Hundreds of villagers are hunting for golden treasure in Southern Cambodia where a Khmer Rouge-era grave has been recently discovered, an official said Tuesday.
But police are now guarding the site in Kampot province from further pillaging by the villagers, said Khieu Sokhon, a provincial district police chief.
He said the site has several small graves holding remains of Cambodians who died during the Khmer Rouge's 1975-79 rule.
He said a group of Vietnamese soldiers on Saturday excavated the site to look for remains of their fellow soldiers who died during their occupation of Cambodia in the early 1980s but found only bones of Cambodians.
After the Vietnamese soldiers left, Cambodian villagers, armed with hoes and spades, flocked to dig up the graves because they thought valuable jewelry was among the buried bones, he said.
He said the villagers unearthed some 120 bodies and found just several earrings.
"We have now deployed police at the site to prevent people from digging it up," Khieu Sokhon said.

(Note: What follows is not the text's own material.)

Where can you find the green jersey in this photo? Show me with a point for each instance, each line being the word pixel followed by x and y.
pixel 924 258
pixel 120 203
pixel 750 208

Digging Khmer Rouge-era graves for valuables was common after the now-defunct communist movement was overthrown by Vietnamese troops in 1979.
Khmer Rouge implemented radical policies that led to the death of some 1.7 million people from starvation, disease, overwork and execution. Those who perished were mostly buried in mass graves.
Kampot province is about 130 kilometers (80 miles) southwest of the capital Phnom Penh.